Operations

This section of the documentation is intended for the operations teams that maintain a Stackable Data Platform installation. It provides you with the necessary details to operate it in a production environment.

Service availability

Make sure to go through the following checklist to achieve the maximum level of availability for your services.

Make setup highly available (HA): In case the product supports running in an HA fashion, our operators will automatically configure it for you. You only need to make sure that you deploy a sufficient number of replicas. Please note that some products don’t support HA.
Reduce the number of simultaneous pod disruptions (unavailable replicas): The Stackable operators write defaults based upon knowledge about the fault tolerance of the product, which should cover most of the use-cases.
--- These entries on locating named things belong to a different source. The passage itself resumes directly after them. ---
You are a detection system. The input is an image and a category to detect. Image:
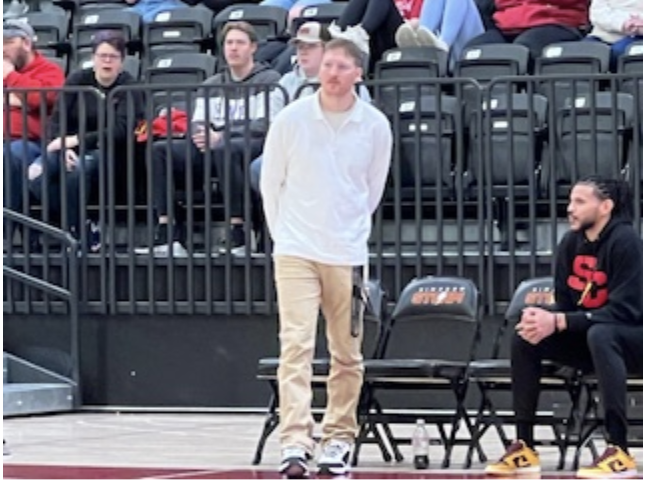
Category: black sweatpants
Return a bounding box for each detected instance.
[152,137,263,218]
[511,323,644,450]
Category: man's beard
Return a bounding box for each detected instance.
[579,219,597,232]
[14,50,27,72]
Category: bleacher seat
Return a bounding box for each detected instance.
[72,9,141,61]
[145,53,216,84]
[541,92,635,197]
[76,54,141,79]
[617,40,644,74]
[391,95,459,199]
[453,44,529,110]
[213,3,287,44]
[46,55,69,75]
[142,52,217,112]
[290,2,348,35]
[374,47,448,113]
[534,41,610,106]
[617,40,644,125]
[467,93,547,199]
[25,9,69,52]
[143,6,213,65]
[453,44,529,85]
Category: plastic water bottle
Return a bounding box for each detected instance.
[412,418,429,470]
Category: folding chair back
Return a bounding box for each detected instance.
[356,276,480,467]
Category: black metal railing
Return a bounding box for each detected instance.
[5,74,643,314]
[2,208,81,407]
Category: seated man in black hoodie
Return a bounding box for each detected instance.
[135,21,280,256]
[486,177,644,479]
[28,31,144,252]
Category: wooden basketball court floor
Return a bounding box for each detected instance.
[3,412,643,479]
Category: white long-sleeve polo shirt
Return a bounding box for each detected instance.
[260,89,392,266]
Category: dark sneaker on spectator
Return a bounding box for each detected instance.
[85,220,101,253]
[278,446,310,479]
[2,0,29,20]
[135,224,188,258]
[220,224,253,256]
[319,440,352,475]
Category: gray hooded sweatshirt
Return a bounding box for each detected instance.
[192,63,280,137]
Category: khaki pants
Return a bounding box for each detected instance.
[274,256,363,453]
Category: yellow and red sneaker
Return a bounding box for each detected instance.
[576,445,637,479]
[485,440,541,476]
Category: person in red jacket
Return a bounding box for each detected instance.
[2,19,65,218]
[467,0,590,58]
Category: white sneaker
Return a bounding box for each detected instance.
[395,22,422,48]
[345,25,370,55]
[417,25,449,52]
[319,440,352,475]
[135,241,188,258]
[328,22,370,55]
[327,22,343,38]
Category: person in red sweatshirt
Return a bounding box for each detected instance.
[2,19,65,218]
[466,0,590,59]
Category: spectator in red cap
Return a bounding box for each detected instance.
[2,19,65,221]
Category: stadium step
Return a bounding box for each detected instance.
[2,352,75,417]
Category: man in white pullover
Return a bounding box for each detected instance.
[260,39,392,478]
[249,22,371,191]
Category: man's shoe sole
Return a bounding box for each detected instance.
[318,465,350,476]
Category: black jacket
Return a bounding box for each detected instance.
[555,219,643,331]
[49,69,144,150]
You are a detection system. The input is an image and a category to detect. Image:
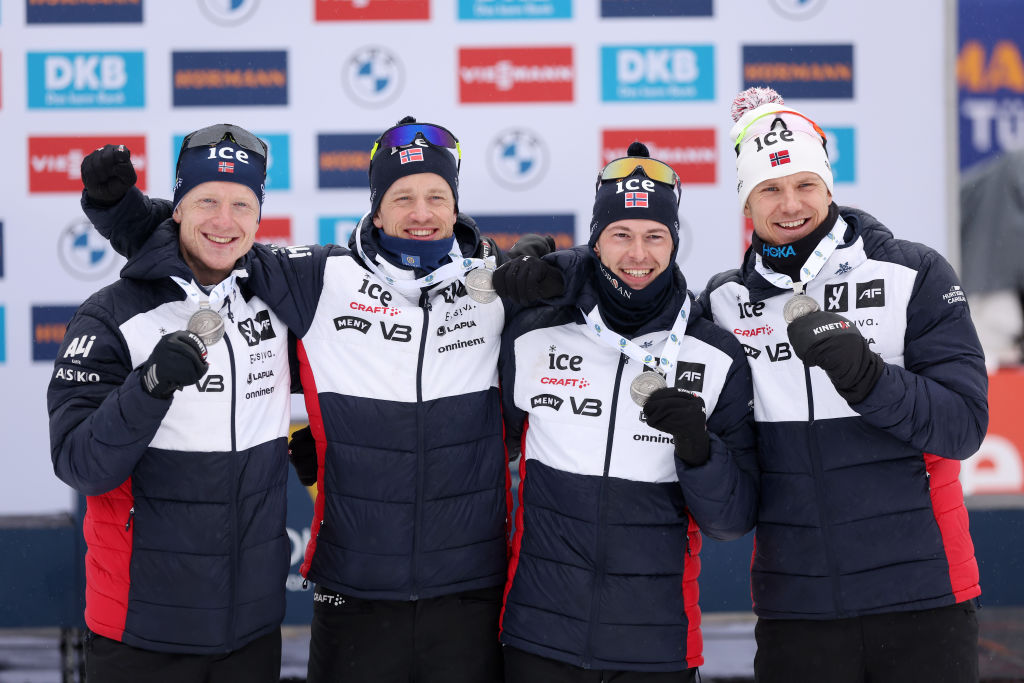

For details have a look at Allowed Pod disruptions.
Reduce impact of pod disruptions: Many HA capable products offer a way to gracefully shut down the service running within the Pod. The flow is as follows: Kubernetes wants to shut down the Pod and calls a hook into the Pod, which in turn interacts with the product, signaling it to gracefully shut down. The final deletion of the Pod is then blocked until the product has successfully migrated running workloads away from the Pod that is to be shut down. Details covering the graceful shutdown mechanism are described in Graceful shutdown as well as the actual operator documentation.
Spread workload across multiple Kubernetes nodes, racks, datacenter rooms or datacenters to guarantee availability in the case of e.g. power outages or fire in parts of the datacenter. All of this is supported by configuring an antiAffinity as documented in Pod placement
Reduce the frequency of disruptions: Although we try our best to reduce the impact of disruptions, some tools simply don’t support HA setups. One example is the Trino coordinator - if you restart it, all running queries will fail. Many products use temporary credentials (such as TLS certificates), which have a short lifetime by default for maximum security. The Temporary credentials lifetime page describes how you can increase the lifetime of this temporary credentials too avoid frequent restarts.

Maintenance actions

Sometimes you want to quickly shut down a product or update the Stackable operators without all the managed products restarting at the same time. You can achieve this using the following methods:

Quickly stop and start a whole product using stopped as described in Cluster operations.
Prevent any changes to your deployed product using reconciliationPaused as described in Cluster operations.

Performance

Compute resources: You can configure the available resource every product has using Resource management. The defaults are very restrained, as you should be able to spin up multiple products running on your Laptop.
Autoscaling: Although not supported by the platform natively yet, you can use HorizontalPodAutoscaler to autoscale the number of Pods running for a given rolegroup dynamically based upon resource usage. To achieve this you need to omit the number of replicas on the rolegroup to be scaled, which in turn results in the created StatefulSet not having any replicas set as well. Afterwards you can deploy a HorizontalPodAutoscaler as usual. Please note that not all product-operators have implemented graceful shutdown, so the product might be disturbed during scale down. Later platform versions will support autoscaling natively with sensible defaults and will deploy HorizontalPodAutoscaler objects for you.
Co-location: You can not only use Pod placement to achieve more resilience, but also to co-locate products that communicate frequently with each other. One example is placing HBase regionservers on the same Kubernetes node as the HDFS datanodes. Our operators take this into account and co-locate connected services by default. If you are not satisfied with the automatically created affinities you can use Pod placement to configure your own.
Dedicated nodes: If you want to have certain services running on dedicated nodes you can also use Pod placement to force the Pods to be scheduled on certain nodes. This is especially helpful if you e.g. have Kubernetes nodes with 16 cores and 64 GB, as you could allocate nearly 100% of these node resources to your Spark executors or Trino workers. In this case it is important that you taint your Kubernetes nodes and use podOverrides to add a toleration for the taint.